Through Campus Kitchen, between 400 to 650 pounds of food each week are saved from the Winston-Salem Fresh Market dumpsters and distributed by three local agencies to families in need. Though The Fresh Market has outlets across the Eastern US, only the Winston-Salem store has entered into a partnership of this sort largely because of the initiative of one of its part-time employees, Tracy Stegman.
Stegman, who works as a university Licensure Officer in the department of education, made the immediate connection between the role Campus Kitchen plays in food redistribution and the wasteful practices of her one-time employer. After several months of negations with the company last year, an agreement was reached and the first ever food drop occurred in February 2010.

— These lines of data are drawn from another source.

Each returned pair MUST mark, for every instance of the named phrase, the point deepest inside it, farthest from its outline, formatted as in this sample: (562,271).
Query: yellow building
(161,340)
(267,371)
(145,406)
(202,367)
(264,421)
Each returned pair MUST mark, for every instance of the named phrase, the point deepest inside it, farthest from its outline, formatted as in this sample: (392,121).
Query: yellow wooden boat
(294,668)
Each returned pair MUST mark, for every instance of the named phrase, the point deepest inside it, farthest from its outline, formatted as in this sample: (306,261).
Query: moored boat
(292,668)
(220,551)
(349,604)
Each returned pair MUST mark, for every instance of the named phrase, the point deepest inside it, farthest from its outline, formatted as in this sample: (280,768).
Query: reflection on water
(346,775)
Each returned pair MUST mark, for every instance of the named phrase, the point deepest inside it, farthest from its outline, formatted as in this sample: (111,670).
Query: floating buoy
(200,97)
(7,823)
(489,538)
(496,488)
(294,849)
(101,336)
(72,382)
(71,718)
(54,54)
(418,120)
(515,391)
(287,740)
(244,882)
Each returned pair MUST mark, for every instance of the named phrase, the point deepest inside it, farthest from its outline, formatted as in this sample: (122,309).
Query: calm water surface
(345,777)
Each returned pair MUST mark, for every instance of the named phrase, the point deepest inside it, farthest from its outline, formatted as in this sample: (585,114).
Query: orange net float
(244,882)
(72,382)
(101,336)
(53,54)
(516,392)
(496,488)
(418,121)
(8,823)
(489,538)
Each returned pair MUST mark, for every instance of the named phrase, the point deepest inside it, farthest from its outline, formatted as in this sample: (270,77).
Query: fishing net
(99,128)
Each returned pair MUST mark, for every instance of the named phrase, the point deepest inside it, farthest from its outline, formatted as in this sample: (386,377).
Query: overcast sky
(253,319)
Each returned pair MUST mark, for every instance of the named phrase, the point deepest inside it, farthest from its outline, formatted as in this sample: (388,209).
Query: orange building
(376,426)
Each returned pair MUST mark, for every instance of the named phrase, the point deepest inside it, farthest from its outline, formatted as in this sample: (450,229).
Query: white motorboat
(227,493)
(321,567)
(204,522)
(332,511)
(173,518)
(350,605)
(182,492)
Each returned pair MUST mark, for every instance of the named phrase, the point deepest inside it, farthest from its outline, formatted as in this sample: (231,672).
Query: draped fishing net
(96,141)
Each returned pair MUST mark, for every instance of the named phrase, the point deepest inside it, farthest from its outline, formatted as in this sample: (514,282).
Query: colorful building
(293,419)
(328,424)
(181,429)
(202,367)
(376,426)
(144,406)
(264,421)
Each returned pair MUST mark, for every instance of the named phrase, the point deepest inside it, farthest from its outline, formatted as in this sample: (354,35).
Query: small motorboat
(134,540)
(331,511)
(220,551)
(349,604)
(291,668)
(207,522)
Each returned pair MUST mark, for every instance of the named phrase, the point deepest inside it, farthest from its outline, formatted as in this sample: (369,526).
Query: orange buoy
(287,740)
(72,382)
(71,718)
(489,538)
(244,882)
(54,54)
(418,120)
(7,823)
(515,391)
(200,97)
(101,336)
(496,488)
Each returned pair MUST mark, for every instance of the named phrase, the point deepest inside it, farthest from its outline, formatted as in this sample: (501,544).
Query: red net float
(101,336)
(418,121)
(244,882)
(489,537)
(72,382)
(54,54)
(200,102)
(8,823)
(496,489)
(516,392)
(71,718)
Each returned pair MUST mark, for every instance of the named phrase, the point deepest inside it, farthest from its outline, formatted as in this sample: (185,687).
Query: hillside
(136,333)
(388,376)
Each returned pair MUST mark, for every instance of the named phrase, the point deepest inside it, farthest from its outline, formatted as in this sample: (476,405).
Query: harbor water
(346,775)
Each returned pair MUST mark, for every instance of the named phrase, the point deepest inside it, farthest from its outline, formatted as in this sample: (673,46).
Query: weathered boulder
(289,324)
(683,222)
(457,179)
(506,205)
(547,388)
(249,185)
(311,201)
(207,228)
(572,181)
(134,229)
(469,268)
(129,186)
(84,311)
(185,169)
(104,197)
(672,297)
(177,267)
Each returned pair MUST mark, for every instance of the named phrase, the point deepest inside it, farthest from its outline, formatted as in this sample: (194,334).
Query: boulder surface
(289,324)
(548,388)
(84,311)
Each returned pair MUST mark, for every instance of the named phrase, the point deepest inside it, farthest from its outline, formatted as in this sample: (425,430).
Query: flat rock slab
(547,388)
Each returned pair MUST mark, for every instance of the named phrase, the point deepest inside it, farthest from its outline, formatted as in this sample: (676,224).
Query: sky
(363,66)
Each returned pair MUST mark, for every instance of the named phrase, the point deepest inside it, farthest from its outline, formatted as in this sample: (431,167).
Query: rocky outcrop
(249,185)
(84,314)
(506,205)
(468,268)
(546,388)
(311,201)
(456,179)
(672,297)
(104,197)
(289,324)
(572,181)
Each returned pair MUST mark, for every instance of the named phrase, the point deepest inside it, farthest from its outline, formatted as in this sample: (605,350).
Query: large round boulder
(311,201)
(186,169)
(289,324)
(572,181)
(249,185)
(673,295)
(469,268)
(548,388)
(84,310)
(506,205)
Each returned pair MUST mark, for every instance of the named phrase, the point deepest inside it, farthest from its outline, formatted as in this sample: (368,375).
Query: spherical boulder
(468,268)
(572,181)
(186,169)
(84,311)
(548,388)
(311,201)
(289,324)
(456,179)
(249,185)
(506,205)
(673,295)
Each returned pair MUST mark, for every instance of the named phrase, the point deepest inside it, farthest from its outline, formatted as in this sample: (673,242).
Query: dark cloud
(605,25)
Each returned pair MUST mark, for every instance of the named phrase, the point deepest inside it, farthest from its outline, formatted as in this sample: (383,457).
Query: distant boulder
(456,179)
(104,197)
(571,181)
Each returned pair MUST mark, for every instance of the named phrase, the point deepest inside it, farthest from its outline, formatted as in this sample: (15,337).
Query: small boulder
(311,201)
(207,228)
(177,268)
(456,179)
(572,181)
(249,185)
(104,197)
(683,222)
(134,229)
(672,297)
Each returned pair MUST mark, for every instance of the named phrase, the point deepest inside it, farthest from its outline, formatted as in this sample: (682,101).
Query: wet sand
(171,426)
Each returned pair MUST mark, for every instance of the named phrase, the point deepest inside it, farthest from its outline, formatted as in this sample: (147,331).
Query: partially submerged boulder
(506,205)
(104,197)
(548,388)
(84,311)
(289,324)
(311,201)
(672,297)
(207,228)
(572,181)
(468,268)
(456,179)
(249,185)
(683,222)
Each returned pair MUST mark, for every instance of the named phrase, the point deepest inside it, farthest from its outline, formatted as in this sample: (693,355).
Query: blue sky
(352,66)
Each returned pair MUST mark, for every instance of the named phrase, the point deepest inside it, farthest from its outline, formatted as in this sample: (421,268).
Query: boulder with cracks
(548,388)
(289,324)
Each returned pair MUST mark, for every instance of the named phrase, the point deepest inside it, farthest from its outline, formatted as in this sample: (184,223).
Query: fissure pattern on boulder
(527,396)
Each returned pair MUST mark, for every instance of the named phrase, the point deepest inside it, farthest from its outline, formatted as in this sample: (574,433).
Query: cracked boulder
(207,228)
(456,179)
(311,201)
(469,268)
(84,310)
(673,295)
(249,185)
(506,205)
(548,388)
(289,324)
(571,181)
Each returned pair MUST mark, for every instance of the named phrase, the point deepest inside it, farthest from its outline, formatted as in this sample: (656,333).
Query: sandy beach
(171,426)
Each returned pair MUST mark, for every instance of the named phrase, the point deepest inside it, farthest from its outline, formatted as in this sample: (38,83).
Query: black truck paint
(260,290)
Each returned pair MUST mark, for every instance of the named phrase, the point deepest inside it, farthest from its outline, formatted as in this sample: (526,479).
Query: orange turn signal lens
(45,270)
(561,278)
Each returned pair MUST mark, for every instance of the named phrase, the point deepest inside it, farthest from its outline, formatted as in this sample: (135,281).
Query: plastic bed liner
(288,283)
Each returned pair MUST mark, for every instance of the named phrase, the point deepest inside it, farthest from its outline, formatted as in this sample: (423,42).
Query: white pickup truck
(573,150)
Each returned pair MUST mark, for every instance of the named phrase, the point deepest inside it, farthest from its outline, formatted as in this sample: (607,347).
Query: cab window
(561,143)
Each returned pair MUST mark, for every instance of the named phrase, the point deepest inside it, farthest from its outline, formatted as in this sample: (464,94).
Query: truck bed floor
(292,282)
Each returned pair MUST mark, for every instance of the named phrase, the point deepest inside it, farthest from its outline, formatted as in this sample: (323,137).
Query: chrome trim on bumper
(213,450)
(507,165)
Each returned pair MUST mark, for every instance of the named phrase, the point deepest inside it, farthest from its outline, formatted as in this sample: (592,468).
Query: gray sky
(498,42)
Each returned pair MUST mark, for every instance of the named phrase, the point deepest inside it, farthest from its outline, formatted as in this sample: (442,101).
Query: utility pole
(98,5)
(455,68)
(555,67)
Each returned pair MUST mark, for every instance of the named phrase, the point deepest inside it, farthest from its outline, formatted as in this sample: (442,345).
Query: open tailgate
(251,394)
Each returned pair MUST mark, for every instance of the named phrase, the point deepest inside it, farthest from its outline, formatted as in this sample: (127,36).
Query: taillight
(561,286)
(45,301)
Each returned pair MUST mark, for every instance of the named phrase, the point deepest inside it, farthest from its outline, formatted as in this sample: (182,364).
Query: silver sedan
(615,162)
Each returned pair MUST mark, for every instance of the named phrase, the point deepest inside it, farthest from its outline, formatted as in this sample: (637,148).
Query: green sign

Campus Kitchen serves as the middleman in this new program. Fresh Market employees gather the food from the shelves and ready it for departure. Campus Kitchen volunteers sort through the produce and deliver it to one of three agencies – El Buen Pastor, The Potter’s House, or The Shalom Project – and the agencies in turn distribute the food according to the most efficient means for their particular community.
Any produce that cannot be given in good faith to the organizations is used for compost in the Campus Garden and a community garden at El Buen Pastor.
The high-end groceries collected and sorted by Campus Kitchen volunteers play a key role in promoting food equality for those in need in Winston-Salem, according to Campus Kitchen Coordinator Shelley Graves said.
“Typically folks that are food insecure are relying on food banks and government program to get their food. This means a good majority of the food available to them is not perishable,” she said.
“For a lot of children in these families, this creates a definition of food for the rest of their lives. [The Fresh Market] food really expands [the definition of] food for these folks and removes some of the socioeconomic boundaries in the food system,” Graves said.